For all of these brands, storytelling is built into their DNA, so telling that story through the vehicle of a podcast feels natural. This is especially true for goodMRKT, where storytelling is a central part of the brand experience: “We actually call our associates storytellers because they’re expected to really know the stories of the founders and the brands, so it made sense for us to use the podcast to continue to tell the stories of our business partners,” said Cunningham. “Through the way that we tell these stories, the way that we talk about the brand, we want people to feel like they’re part of our tribe or community.”
What Does Podcast Success Look Like?
Even if you’re personally sold on the idea of a branded podcast, sometimes the biggest hurdle can be selling your team on the idea — and later, showing the results. “Podcasts are not really built to spread very easily — they don’t rank on search directly, they can’t be shared very easily to social,” said Acunzo. “[Think about it like] building a basketball team. You have your 20-points-per-game scorers, but you also have the folks who enable those players to score. If you have a team full of shooters, you’re going to have a bad team, but podcasts are not the scorers — that might be the direct response vehicles that have very simple metrics that you can measure. Still, you need the things that set up those winners.”
Of course, podcasts do have success metrics — listener numbers, downloads, subscribes or follows, repeat listeners, anecdotal feedback. Even so, drawing a direct line between a successful podcast and hard business results is difficult.
To assess success Acunzo said brands should also pay attention to “the things you have to earn and can’t buy. I can buy traffic, I can’t buy repeat visitors. I can buy downloads, I can’t buy episode completions. Measuring those things that can only be earned will give you that signal that you have something.”
Podcasts also have other tangential benefits that brands may overlook. “One of the values of a branded podcast is that you can get longitudinal data that you don’t get with a lot of other media buys,” said Kaplan-Woolner. “You can measure how your audience interacts with your brand and thinks about the topics that you’re bringing up over time.
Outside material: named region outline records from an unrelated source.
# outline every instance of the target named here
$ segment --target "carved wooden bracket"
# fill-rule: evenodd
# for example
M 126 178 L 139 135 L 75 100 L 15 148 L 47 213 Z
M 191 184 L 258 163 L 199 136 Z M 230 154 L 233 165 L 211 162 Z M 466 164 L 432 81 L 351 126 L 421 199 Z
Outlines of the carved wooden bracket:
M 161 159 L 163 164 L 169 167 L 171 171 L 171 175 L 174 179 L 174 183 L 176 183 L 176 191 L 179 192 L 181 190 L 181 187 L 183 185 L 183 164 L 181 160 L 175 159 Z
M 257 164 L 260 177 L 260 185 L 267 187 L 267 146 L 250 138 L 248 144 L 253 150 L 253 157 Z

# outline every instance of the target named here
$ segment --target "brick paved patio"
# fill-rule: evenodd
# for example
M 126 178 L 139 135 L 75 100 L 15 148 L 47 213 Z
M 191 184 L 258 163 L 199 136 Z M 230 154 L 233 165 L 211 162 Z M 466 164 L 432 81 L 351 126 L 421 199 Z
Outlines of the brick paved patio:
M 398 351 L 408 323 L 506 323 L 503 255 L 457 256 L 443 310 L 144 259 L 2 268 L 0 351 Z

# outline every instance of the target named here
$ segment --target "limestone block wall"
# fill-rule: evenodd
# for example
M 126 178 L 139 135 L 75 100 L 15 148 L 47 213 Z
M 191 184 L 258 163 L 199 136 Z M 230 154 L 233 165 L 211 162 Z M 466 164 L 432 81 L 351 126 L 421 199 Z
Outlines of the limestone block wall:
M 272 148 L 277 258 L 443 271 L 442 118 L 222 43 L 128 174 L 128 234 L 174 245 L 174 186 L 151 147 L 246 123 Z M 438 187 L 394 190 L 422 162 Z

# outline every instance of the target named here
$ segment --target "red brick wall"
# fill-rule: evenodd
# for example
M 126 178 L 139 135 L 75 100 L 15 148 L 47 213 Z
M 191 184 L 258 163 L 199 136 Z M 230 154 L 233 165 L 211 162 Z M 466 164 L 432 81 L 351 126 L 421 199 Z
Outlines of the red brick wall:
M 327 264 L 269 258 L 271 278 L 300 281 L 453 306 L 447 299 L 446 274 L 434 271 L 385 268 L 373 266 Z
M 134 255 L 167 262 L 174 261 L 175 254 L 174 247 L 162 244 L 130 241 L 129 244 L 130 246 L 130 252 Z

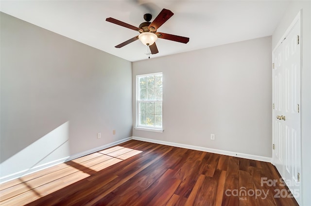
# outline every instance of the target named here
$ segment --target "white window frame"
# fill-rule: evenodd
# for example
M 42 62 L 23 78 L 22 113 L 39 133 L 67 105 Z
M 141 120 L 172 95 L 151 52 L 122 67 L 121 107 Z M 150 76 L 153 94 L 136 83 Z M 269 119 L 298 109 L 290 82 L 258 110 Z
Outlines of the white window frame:
M 136 127 L 135 127 L 134 128 L 135 128 L 135 129 L 137 129 L 137 130 L 144 130 L 144 131 L 153 131 L 153 132 L 163 132 L 163 90 L 162 90 L 162 100 L 138 100 L 138 96 L 139 96 L 139 77 L 143 77 L 143 76 L 152 76 L 152 75 L 162 75 L 162 81 L 163 81 L 163 73 L 162 72 L 157 72 L 157 73 L 151 73 L 151 74 L 142 74 L 142 75 L 137 75 L 136 76 Z M 162 83 L 163 84 L 163 83 Z M 162 84 L 162 88 L 163 88 L 163 84 Z M 162 127 L 151 127 L 151 126 L 140 126 L 139 125 L 139 102 L 162 102 Z

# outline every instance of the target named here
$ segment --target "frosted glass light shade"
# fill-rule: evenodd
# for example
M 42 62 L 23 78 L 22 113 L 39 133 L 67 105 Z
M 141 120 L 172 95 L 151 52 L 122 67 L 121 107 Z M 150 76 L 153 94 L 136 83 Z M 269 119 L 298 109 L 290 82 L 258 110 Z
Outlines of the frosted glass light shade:
M 138 36 L 138 38 L 145 45 L 152 45 L 157 39 L 156 34 L 152 32 L 144 32 Z

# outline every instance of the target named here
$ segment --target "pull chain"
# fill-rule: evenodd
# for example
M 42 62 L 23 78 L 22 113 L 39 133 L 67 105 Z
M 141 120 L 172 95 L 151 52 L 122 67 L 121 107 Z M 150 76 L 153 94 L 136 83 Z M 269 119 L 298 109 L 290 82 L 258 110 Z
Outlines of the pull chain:
M 148 58 L 150 59 L 150 51 L 149 51 L 149 46 L 148 45 L 147 45 L 147 52 L 148 55 Z

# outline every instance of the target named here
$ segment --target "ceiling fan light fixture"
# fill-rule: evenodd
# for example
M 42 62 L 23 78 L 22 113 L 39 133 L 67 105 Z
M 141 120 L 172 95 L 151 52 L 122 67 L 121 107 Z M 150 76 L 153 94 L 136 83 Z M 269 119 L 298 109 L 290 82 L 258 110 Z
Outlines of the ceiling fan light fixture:
M 152 32 L 144 32 L 138 36 L 138 38 L 144 45 L 152 45 L 157 39 L 157 36 Z

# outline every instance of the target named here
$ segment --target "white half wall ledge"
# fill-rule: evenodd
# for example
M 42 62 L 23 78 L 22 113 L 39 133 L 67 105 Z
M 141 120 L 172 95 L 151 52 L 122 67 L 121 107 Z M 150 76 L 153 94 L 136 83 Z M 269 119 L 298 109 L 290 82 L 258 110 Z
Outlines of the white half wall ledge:
M 28 174 L 35 173 L 36 172 L 38 172 L 41 170 L 44 170 L 45 169 L 49 168 L 51 167 L 52 167 L 53 166 L 56 165 L 58 164 L 61 164 L 67 161 L 70 161 L 72 159 L 81 158 L 82 157 L 85 156 L 86 155 L 89 155 L 90 154 L 94 153 L 94 152 L 96 152 L 99 151 L 107 148 L 108 147 L 121 144 L 121 143 L 123 143 L 125 142 L 127 142 L 129 140 L 132 140 L 132 137 L 124 138 L 118 141 L 114 142 L 113 143 L 104 144 L 86 151 L 85 151 L 84 152 L 80 152 L 75 155 L 71 155 L 67 158 L 62 158 L 59 159 L 56 159 L 50 162 L 36 166 L 35 167 L 32 168 L 30 168 L 27 170 L 24 170 L 12 174 L 3 176 L 3 177 L 0 177 L 0 184 L 4 183 L 5 182 L 8 182 L 9 181 L 13 180 L 14 179 L 23 177 L 24 176 L 26 176 Z
M 151 139 L 144 138 L 139 137 L 132 137 L 132 139 L 140 141 L 147 142 L 151 143 L 164 144 L 168 146 L 173 146 L 177 147 L 184 148 L 186 149 L 193 149 L 194 150 L 202 151 L 203 152 L 210 152 L 211 153 L 219 154 L 220 155 L 227 155 L 228 156 L 236 157 L 237 158 L 245 158 L 246 159 L 253 159 L 254 160 L 262 161 L 267 162 L 271 162 L 272 158 L 267 157 L 259 156 L 257 155 L 249 155 L 248 154 L 240 153 L 229 151 L 221 150 L 220 149 L 212 149 L 207 147 L 200 147 L 198 146 L 190 145 L 189 144 L 181 144 L 179 143 L 174 143 L 170 142 L 162 141 L 160 140 L 153 140 Z

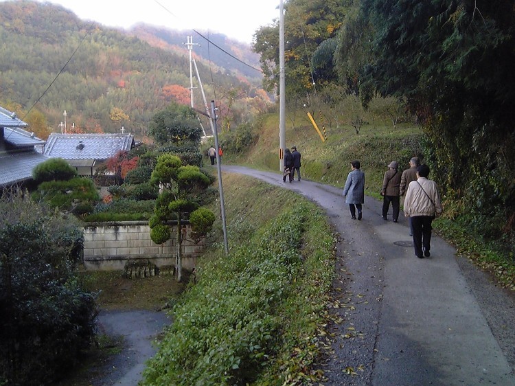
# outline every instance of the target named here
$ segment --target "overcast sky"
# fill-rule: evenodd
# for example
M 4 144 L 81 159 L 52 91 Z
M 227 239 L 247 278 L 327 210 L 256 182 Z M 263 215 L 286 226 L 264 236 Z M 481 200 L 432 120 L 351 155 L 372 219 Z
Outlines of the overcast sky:
M 1 1 L 1 0 L 0 0 Z M 85 21 L 129 27 L 144 22 L 173 30 L 221 32 L 250 43 L 279 19 L 279 0 L 38 0 L 60 4 Z

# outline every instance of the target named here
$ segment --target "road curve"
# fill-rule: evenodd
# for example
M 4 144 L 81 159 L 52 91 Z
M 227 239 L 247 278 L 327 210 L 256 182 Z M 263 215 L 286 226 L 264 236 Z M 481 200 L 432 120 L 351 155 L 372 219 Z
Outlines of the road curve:
M 278 173 L 222 166 L 317 203 L 340 234 L 332 352 L 323 385 L 515 385 L 515 300 L 433 236 L 431 256 L 414 255 L 407 221 L 385 221 L 365 198 L 352 220 L 342 189 Z M 230 205 L 225 199 L 225 205 Z

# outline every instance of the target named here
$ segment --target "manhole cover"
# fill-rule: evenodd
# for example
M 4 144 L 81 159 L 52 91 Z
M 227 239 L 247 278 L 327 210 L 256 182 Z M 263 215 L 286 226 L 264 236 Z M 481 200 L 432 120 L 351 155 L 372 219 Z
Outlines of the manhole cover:
M 413 242 L 411 240 L 402 240 L 402 241 L 394 241 L 393 244 L 398 245 L 399 247 L 413 247 Z

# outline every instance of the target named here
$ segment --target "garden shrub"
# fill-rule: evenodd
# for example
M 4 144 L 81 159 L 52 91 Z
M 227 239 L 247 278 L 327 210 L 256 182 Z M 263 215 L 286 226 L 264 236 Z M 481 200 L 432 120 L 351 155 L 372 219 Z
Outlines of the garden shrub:
M 303 359 L 292 360 L 292 354 L 304 348 L 306 334 L 315 334 L 314 312 L 320 311 L 309 304 L 315 295 L 323 304 L 321 293 L 331 283 L 331 264 L 317 264 L 323 278 L 314 270 L 304 273 L 299 249 L 308 219 L 322 217 L 314 212 L 312 206 L 301 205 L 282 213 L 247 234 L 247 242 L 235 247 L 229 256 L 201 269 L 199 282 L 173 309 L 174 323 L 145 370 L 144 385 L 271 385 L 270 379 L 277 375 L 260 383 L 262 377 L 274 367 L 278 356 L 284 361 L 283 354 L 291 363 L 281 362 L 279 372 L 288 373 L 290 365 L 296 369 L 291 371 L 301 371 Z M 323 253 L 329 247 L 323 245 Z M 327 259 L 318 251 L 311 252 L 317 259 Z M 317 282 L 301 287 L 306 284 L 302 277 L 312 274 Z M 316 288 L 317 293 L 306 288 Z M 298 298 L 295 306 L 290 305 L 293 298 Z M 285 315 L 285 309 L 301 314 L 299 318 L 306 321 L 301 331 L 288 335 L 288 342 L 281 337 L 292 316 Z
M 52 158 L 32 170 L 32 178 L 38 184 L 50 181 L 67 181 L 77 175 L 77 170 L 62 158 Z
M 73 210 L 78 205 L 93 205 L 100 200 L 93 181 L 82 177 L 43 182 L 32 197 L 35 201 L 48 203 L 61 211 Z
M 95 298 L 74 274 L 82 237 L 73 216 L 0 201 L 0 384 L 50 384 L 92 343 Z

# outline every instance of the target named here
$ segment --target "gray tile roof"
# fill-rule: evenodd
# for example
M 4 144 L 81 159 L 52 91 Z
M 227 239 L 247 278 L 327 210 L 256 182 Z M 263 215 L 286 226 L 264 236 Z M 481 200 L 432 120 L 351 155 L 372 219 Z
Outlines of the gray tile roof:
M 19 128 L 4 128 L 3 137 L 6 142 L 9 142 L 16 147 L 44 145 L 45 141 L 34 137 L 33 133 L 29 133 Z
M 134 147 L 130 134 L 57 134 L 47 140 L 45 154 L 64 159 L 107 159 Z
M 28 124 L 16 116 L 16 113 L 0 107 L 0 127 L 25 127 Z
M 35 151 L 0 154 L 0 187 L 32 178 L 32 169 L 48 159 Z

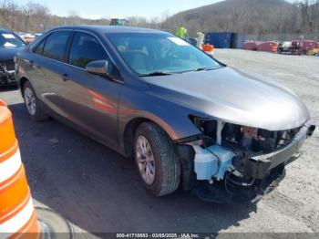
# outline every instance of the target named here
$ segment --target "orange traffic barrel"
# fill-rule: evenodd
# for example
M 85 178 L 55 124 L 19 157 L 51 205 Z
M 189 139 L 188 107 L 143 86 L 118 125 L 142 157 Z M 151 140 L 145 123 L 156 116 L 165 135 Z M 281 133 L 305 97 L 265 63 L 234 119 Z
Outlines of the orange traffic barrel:
M 10 110 L 0 99 L 0 237 L 40 238 Z

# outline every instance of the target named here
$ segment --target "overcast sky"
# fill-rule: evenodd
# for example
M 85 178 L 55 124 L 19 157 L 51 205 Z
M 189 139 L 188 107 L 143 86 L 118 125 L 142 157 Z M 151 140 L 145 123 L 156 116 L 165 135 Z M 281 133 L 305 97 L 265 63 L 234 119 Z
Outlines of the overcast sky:
M 25 5 L 30 0 L 15 0 L 15 2 Z M 32 2 L 47 6 L 54 15 L 67 16 L 75 11 L 82 17 L 98 19 L 128 16 L 149 18 L 160 16 L 163 13 L 173 15 L 221 0 L 33 0 Z

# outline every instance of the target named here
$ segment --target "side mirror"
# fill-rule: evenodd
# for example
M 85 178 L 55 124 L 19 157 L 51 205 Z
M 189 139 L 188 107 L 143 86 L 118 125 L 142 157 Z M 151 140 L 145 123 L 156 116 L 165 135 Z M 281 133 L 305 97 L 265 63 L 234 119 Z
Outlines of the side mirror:
M 108 76 L 108 62 L 107 60 L 95 60 L 86 66 L 86 70 L 92 74 Z

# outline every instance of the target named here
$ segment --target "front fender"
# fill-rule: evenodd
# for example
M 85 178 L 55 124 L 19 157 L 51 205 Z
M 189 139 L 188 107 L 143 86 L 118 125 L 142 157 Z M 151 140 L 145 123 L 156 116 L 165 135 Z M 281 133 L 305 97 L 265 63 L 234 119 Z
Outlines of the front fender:
M 147 119 L 160 126 L 172 140 L 201 134 L 190 120 L 190 115 L 206 117 L 187 107 L 160 98 L 149 91 L 125 88 L 118 109 L 119 139 L 126 126 L 134 119 Z

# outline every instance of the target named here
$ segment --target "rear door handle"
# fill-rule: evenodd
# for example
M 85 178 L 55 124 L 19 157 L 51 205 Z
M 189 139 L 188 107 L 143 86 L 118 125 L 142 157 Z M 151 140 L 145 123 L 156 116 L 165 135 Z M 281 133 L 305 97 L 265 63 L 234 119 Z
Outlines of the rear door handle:
M 63 74 L 62 75 L 62 79 L 64 81 L 67 81 L 67 80 L 70 80 L 70 78 L 68 78 L 68 75 L 67 73 Z

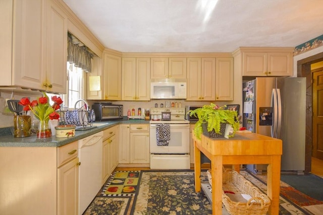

You could approach this as a massive audience and brand study, and it would be worth it in and of itself for all the information that you take away and apply more broadly.”
This is exactly what Mattress Firm plans to do now that its series has ended. “We just don’t fall off a cliff at the end and say, ‘Well, that was great,’” said Burruss. “We’ll compile that information and pull insights that we can apply elsewhere in our consciousness, content strategy or marketing messaging.”
And even if the worst happens and you end up with a flop, Kaplan-Woolner said there’s still value in the effort: “A lot of brands don’t consider the value of the wider media buy that should go along with a branded podcast,” he said. Millions of people are now aware that Mattress Firm cares enough about your sleep to have made this podcast. Whether they convert to a listener or not, [the very fact of its existence] is valuable to have it out there.”